Les souffrances de la personne humaine sont incomparables avec les mêmes douleurs neurologiques de l’animal ; de même que les souffrances humaines de la Personne divine du Verbe incarnéselon la « condition d’esclave » (Ph 2, 7) sont sans commune mesure avec ces mêmes souffrances humaines chez une personne créée. La mesure de la souffrance est proportionnée à la dignité de la personne qu’elle blesse.
Si la personne humaine comme cause première du mal moral est seule responsable de son propre désastre, comment Dieu connaît-il le mal dans son origine libre, Lui qui n’a pas idée du mal ? Le moment est venu de parler de la pudeur de Dieu.

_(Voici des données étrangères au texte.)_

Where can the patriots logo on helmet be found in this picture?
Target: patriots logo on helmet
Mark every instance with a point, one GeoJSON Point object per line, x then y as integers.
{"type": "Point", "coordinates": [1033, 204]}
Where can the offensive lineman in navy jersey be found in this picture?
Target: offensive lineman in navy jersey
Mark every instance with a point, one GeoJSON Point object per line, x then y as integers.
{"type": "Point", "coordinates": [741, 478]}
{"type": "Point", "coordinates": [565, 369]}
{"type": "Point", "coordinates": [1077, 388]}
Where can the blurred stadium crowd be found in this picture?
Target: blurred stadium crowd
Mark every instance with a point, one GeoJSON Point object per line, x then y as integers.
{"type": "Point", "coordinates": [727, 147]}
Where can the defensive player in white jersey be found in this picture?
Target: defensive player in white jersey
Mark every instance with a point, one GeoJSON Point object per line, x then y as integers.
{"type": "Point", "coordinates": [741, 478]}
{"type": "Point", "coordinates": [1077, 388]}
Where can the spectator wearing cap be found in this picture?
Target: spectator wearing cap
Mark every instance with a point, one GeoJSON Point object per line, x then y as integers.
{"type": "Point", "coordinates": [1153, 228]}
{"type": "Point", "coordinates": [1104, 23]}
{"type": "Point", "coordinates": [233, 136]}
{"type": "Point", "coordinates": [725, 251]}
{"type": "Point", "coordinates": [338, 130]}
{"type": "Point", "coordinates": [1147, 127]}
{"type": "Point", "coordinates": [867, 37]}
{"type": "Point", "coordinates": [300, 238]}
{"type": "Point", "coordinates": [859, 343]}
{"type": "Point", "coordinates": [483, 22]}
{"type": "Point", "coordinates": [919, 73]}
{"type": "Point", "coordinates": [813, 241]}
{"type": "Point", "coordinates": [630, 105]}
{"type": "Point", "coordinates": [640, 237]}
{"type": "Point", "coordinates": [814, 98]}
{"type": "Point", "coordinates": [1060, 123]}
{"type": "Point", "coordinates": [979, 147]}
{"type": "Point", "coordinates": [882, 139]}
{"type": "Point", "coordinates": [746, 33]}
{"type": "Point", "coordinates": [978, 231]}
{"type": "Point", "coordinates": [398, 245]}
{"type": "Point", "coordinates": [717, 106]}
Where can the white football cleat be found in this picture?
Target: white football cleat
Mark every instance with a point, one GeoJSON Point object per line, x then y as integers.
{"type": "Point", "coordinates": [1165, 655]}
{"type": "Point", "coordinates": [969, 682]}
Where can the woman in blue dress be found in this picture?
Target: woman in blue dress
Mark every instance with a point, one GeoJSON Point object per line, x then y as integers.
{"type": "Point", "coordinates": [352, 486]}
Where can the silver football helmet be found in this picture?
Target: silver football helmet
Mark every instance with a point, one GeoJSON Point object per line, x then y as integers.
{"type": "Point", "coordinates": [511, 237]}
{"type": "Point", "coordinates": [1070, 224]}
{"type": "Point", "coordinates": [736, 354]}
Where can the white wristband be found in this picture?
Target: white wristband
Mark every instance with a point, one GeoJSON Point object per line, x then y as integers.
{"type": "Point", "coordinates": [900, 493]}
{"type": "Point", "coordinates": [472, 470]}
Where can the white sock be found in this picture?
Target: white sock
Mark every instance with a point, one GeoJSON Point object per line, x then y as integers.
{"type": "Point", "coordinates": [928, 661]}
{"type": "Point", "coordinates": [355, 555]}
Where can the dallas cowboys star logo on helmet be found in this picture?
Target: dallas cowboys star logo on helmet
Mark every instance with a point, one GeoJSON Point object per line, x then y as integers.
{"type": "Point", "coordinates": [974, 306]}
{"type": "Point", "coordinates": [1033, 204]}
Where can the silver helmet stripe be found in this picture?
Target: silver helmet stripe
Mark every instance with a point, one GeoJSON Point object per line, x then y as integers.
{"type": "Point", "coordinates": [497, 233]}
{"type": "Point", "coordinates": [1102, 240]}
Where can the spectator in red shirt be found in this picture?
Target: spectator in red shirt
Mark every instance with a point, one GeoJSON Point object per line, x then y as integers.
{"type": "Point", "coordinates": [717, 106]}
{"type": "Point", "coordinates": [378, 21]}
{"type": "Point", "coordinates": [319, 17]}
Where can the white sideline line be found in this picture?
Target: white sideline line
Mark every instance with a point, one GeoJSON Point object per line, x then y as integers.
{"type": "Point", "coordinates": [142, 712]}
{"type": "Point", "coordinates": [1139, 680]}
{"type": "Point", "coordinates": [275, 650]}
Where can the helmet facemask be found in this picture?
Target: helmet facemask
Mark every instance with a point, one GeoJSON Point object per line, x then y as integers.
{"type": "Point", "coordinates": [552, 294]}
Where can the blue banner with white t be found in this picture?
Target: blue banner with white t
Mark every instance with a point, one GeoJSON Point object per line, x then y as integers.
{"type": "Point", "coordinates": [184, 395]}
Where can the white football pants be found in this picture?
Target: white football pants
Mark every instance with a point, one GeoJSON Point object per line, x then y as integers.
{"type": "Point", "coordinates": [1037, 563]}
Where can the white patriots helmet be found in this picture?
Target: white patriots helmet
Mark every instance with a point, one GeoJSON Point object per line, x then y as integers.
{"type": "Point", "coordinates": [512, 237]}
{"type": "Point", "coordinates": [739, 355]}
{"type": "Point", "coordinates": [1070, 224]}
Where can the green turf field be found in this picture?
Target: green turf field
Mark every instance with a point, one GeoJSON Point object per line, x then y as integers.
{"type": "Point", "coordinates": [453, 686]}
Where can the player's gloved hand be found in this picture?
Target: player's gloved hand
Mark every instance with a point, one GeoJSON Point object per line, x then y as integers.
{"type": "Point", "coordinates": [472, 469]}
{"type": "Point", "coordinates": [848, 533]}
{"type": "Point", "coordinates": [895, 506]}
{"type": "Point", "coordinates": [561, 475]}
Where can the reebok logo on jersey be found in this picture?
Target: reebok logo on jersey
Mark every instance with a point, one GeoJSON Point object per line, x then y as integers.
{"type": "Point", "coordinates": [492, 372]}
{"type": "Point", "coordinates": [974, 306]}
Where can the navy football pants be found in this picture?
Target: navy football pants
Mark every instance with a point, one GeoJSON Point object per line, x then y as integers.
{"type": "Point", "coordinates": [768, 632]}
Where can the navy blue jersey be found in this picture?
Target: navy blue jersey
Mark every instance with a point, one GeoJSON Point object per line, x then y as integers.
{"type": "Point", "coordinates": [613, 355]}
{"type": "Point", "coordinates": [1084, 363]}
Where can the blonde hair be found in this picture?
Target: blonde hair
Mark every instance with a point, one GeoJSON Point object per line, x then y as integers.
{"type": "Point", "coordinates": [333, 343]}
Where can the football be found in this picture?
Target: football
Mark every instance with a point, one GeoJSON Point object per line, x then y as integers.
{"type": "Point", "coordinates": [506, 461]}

Dieu ne conçoit pas le mal, tout d’abord parce qu’il ne prévoit pas la liberté qui peut le poser. Voilà la pudeur de l’Éternel. L’Éternel accompagne toujours nos libertés au présent. Quelle chance inouïe ont ceux qui savent que Dieu est l’Éternel, que Dieu est jeunesse jaillissante qui nous renouvelle à chaque instant ! Comme nous le voyons dans l’épisode du bon larron sur la croix, chacun de nos actes de liberté est un commencement absolu dans la grâce de Dieu parce que Dieu est l’Éternel et qu’il donne sa grâce au présent dans notre liberté. Dieu ne prévoit pas nos actes, car pour lui, dit saint Thomas d’Aquin, « rien n’est au futur ». Jacques Maritain nous a laissé à ce sujet des lignes libératrices :
Le bien aussi de la créature libre ne peut être connu que dans l’instant même où il est voulu […] parce que d’une façon générale la constellation de toutes les causes créées est incapable de faire préconnaître avec certitude l’acte de la volonté libre, qui comme telle ne dépend que d’elle-niême et de la cause première [8].
Autrement dit, si Dieu connaît tous nos actes bons dont il est la source première, il ne les connaît pas par prévision, car la liberté comme telle est imprévisible. Le cardinal Charles Journet explique cela lumineusement :
Dieu seul voit les futurs […] non plus en tant que plus ou moins prédéterminés dans leurs causes – en ce sens, cette science divine ne sera donc pas une préscience ; mais directement en eux-mêmes, par une connaissance éternelle, immuable, plongeante, qui les saisit dans la fraîcheur de leur apparition à l’existence – en ce sens cette science divine est une sur-science… Les sophismes millénaires qui opposent la préscience divine et la liberté humaine naissent de ce qu’on commence toujours par précipiter Dieu de l’éternité dans le temps : après quoi, l’ayant dépouillé de sa sur-science, il ne reste qu’à lui prêter par anthropomorphisme notre préscience qui ne porte que sur le prédéterminé [9].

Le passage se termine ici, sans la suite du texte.